It is no secret that high and increasing child care costs are becoming a big concern around Minnesota, especially rural areas. Parents on a regular basis in Minnesota as well as the rest of the country face high prices or lack of childcare providers. Current programs that have been in place to assist low income parents have failed to address the needs of these families.
High cost of childcare not only costs families money, but also presents loss to businesses as well as the rest of the economy. Work time lost by parents who take time off or exit the workplace altogether present significant amount of productivity lost. This would of course be solved with increased availability of affordable childcare services.
While the state has taken some action in addressing the childcare crisis, not much has been done to address shortage of child care providers. The recent proposals to expand financial assistance available for families to enroll in Early Learning programs is one of the examples. This proposal in a nutshell does nothing to lower the price of care or incentivize additional supply of services.
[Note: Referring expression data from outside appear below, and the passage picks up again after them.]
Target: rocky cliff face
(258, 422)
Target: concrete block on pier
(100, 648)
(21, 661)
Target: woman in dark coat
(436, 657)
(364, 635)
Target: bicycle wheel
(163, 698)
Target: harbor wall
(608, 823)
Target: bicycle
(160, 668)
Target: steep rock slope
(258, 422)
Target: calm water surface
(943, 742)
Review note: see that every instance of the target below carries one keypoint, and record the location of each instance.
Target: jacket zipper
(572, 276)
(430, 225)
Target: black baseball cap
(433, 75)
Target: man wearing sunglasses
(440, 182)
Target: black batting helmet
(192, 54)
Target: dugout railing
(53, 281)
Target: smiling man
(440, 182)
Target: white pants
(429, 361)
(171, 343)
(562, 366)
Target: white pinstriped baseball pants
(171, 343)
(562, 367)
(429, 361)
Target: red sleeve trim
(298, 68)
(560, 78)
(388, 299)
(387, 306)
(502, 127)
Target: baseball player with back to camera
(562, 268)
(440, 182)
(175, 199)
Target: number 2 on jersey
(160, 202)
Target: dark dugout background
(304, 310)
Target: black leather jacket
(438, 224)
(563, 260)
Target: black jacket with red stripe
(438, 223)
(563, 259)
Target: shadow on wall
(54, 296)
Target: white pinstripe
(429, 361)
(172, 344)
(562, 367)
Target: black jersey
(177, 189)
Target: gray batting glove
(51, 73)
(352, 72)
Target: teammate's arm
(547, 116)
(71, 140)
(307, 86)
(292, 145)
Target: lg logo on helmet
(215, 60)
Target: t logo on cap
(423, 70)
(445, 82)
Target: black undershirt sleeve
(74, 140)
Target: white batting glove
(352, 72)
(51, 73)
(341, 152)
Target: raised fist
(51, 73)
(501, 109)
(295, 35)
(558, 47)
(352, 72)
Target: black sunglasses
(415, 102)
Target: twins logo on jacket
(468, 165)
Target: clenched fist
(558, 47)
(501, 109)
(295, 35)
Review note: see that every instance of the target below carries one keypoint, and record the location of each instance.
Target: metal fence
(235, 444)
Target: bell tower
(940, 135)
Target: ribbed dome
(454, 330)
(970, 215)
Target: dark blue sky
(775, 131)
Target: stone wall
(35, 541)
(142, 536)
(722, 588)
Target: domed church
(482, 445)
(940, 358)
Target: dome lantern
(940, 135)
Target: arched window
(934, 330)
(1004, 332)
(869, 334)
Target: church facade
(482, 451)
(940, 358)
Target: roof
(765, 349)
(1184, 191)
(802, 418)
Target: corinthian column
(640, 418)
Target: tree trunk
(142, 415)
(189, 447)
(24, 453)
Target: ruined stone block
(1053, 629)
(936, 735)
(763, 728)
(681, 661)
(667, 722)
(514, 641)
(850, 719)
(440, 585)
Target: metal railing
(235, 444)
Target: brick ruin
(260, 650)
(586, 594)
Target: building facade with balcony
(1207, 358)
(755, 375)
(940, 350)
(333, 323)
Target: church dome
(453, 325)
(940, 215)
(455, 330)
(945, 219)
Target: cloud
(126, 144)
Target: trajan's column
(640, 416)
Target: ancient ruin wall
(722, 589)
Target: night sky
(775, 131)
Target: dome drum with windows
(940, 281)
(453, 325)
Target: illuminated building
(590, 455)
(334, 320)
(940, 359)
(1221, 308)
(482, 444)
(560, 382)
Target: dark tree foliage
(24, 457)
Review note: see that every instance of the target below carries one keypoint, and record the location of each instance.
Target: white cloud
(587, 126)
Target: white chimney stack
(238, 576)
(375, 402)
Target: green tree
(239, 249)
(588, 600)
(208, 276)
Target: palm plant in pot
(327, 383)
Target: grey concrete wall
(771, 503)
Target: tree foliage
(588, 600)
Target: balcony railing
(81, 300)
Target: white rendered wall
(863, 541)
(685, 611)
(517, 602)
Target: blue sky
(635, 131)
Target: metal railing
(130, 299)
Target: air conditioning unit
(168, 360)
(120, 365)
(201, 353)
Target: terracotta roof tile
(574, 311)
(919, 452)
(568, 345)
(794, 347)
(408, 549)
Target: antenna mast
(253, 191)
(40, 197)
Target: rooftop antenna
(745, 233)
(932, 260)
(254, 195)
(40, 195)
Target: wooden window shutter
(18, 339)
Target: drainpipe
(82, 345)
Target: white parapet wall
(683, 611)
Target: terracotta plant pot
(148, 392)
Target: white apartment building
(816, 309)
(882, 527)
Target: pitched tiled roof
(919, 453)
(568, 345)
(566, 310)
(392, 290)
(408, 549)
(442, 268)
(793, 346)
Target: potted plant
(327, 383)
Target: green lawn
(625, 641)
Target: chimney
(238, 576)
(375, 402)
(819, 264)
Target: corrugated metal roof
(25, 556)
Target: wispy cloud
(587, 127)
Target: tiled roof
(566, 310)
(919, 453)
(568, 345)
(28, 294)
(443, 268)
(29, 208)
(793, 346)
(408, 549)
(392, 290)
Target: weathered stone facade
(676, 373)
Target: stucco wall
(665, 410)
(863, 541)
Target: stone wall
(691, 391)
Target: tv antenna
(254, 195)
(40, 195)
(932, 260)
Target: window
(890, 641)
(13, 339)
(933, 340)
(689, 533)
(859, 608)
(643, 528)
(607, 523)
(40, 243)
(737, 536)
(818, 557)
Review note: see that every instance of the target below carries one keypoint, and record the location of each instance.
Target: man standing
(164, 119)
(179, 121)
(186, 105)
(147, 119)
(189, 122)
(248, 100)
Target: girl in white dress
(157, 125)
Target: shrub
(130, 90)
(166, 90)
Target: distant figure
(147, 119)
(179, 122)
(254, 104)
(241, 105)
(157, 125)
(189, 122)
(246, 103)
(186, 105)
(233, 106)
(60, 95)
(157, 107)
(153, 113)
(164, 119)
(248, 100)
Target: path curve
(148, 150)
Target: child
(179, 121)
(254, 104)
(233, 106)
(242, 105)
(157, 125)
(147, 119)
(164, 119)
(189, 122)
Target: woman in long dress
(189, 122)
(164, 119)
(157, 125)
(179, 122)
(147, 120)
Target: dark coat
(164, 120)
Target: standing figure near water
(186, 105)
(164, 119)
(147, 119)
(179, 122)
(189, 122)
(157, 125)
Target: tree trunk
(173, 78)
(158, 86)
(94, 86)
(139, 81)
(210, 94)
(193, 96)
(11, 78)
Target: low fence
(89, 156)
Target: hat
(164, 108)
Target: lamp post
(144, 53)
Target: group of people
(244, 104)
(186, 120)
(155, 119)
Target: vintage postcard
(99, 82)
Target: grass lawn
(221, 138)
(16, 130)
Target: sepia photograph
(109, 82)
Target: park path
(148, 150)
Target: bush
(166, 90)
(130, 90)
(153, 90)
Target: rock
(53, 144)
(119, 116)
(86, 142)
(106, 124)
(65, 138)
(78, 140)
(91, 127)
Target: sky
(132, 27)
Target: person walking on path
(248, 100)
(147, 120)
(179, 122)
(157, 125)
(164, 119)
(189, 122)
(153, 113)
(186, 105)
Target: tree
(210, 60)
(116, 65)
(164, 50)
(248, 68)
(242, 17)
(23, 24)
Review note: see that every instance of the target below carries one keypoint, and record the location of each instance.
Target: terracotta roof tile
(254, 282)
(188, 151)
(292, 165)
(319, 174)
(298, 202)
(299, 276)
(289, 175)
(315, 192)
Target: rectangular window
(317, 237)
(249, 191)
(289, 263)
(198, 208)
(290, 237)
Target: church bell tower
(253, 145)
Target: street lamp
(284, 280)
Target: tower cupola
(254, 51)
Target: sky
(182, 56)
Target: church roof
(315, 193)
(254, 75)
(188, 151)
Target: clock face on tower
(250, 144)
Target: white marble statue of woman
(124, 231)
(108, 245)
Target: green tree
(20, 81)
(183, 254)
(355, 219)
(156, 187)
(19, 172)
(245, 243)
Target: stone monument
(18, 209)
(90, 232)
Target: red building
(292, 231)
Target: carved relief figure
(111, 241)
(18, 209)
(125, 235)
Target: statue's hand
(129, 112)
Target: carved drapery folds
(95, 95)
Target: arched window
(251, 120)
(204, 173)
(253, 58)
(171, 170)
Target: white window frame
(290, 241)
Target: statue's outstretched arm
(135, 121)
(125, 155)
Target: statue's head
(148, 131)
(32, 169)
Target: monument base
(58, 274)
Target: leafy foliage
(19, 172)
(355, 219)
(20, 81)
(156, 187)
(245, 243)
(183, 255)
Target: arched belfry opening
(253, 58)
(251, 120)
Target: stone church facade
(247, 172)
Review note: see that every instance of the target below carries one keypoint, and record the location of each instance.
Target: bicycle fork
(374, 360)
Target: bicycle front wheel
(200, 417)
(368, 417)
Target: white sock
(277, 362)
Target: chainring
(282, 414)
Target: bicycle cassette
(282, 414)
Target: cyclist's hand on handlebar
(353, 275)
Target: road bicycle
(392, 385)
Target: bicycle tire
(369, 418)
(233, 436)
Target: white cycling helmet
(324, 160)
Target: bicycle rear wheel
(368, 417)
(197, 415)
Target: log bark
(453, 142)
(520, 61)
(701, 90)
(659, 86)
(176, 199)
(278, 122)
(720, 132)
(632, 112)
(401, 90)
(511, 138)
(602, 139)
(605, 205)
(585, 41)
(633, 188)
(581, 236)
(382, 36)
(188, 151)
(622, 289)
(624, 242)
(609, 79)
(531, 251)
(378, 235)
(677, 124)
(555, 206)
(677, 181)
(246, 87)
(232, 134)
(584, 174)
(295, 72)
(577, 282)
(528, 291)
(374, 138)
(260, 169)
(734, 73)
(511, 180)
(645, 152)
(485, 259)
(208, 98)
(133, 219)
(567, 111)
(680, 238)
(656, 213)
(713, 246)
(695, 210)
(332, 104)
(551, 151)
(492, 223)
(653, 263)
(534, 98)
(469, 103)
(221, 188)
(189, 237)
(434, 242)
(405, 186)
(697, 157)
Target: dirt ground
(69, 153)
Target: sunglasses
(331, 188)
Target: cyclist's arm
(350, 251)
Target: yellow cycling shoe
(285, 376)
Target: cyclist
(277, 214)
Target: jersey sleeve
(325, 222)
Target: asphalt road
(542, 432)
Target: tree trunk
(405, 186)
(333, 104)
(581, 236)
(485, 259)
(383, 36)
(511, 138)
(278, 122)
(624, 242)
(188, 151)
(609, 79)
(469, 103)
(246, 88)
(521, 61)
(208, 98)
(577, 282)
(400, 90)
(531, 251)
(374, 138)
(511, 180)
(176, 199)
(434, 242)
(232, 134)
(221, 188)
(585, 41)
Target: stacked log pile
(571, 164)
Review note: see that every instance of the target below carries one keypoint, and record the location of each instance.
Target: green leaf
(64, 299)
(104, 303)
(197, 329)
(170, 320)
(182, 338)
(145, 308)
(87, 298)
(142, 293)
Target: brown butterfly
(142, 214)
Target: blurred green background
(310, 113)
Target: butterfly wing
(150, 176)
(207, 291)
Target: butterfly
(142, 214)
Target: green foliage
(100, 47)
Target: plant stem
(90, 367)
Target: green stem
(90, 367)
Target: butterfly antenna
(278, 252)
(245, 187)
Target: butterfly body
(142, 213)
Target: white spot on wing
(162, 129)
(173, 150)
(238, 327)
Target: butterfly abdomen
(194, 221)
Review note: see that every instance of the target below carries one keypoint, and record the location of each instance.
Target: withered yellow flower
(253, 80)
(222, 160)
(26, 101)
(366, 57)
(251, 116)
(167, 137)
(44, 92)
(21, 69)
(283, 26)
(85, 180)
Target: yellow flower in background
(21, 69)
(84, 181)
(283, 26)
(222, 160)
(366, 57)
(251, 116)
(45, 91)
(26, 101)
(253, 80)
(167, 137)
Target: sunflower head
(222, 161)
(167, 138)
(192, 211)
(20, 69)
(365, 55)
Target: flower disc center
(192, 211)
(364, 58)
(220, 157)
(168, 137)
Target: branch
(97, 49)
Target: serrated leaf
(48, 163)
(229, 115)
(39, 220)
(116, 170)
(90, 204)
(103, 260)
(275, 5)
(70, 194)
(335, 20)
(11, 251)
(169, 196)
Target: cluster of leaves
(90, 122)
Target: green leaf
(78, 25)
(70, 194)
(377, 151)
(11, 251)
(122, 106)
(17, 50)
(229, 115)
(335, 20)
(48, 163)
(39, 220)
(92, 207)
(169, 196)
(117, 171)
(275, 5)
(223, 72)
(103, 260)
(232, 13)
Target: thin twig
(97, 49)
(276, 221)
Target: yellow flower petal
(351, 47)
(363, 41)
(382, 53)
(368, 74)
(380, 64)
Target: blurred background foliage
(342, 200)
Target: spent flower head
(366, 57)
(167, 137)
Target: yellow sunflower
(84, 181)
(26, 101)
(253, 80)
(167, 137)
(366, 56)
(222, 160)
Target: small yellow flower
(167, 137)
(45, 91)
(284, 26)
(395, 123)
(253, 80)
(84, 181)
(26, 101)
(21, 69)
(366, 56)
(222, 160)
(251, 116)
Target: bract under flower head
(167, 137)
In as much as families face high prices, shortage of providers is becoming a much bigger issue due to the increased exit of family care centers. While Minnesota is one of the least affordable state for center based care, its family based care is one of the most affordable in the nation. One way to ease the burden of cost for families therefore would be to incentivize the entry of more family based care centers.
There are a lot of issues plaguing the childcare industry that will not be solved by merely increasing funding. For instance, providers have a hard time attracting and retaining workers due to low wages and stringent hiring qualifications. Providers furthermore continue to face increasing regulation due changes being made to comply with federal requirements.
Prices are indeed high, but to make them lower the state has to address issues leading to these high prices. These include but are not limited to regulations placed on supply. For in as long as new providers continue to exit at an irreplaceable rate, prices will remain high, services will still be scarce, and parents will have no use for these subsidies that keep on coming.